If you choose to download any of these, BE EXTREMELY CAREFUL to not install it inadvertently on yourself unless you are fully capable of knowing and removing it. A few stray people have accused me of making this available for the purpose of being able to connect to their system. Nothing could be further from the truth. I have helped hundreds of people personally since this site went up. The reason I DO post the programs here is because I do not believe in security through obscurity. While it IS true that all IP traffic is logged at this site, I have devoted considerable effort in my spare time (what little I DO have) to helping people get rid of this crap. A few reasons come to mind here: It is not a real “hack”. There used to be a day years ago when the term “hacker” had a positive spin. It was someone who experimented with systems and security just to see how it worked for the sheer joy of learning something on your own, not causing harm or damage to anything that didn’t belong to you. For example, have you ever figured out something difficult (whatever situation), all by yourself with absolutely no help from anyone by experimentation and said to yourself “Damn, I’m Good..”? No? Maybe you forgot about pounding that screwdriver through the oil filter to use as a wrench, or the first time you poured club soda on the stain without anyone telling you about it. No one but you should “own” your system. As a systems administrator, I’ve seen enough of this on a large scale to make me wanna puke McNuggets. Special note to SA’s: Have you scanned YOUR network lately? You may be surprised at the results..
Online scan for Netbus
If you prefer not to check whether you have Netbus via the registry, you can use Bitdefenders free online virus scan at: http://www.bitdefender.com/scan/licence.php to check for and remove the Netbus trojan.

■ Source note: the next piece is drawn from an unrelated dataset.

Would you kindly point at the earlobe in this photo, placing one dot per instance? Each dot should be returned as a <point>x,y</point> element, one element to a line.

Want to have a little fun with the people who were connecting to your computer before you removed NetBus? Itching for a little “Payback”? Download NetBuster. It simulates the NetBus server, you see who’s connecting and you can send THEM messages and play tricks on them. This is the version that runs under NT/95/98. Thanks to author Hakan Bergstrom. His site is located here , and always has the latest version.Click HERE to download from this site. The latest version according to Gibby is compatible with and will even remove ALL VERSIONS of Netbus, Including the latest version 1.70.
– Folks, We have had some reports about PC’s being compromised while using Netbuster 1.31, Please refrain from downloading this version until we can confirm or deny these reports.Version 1.30 listed above does not seem to be affected at this time, although I will reconfirm that as well. That version has been pulled as well until this can be confirmed.
1/20/99- We have investigated this to my satisfaction, and there APPEARS to be no “backdoor” to this program. It is subject to DoS (Denial of Service) attacks by packet flooding, but as the author states you should never rely on this program for protection/removal. It is for amusement purposes only. A novelty, if you will.
As a final note: PROTECT YOURSELF! Learn how it works and you won’t become a victim.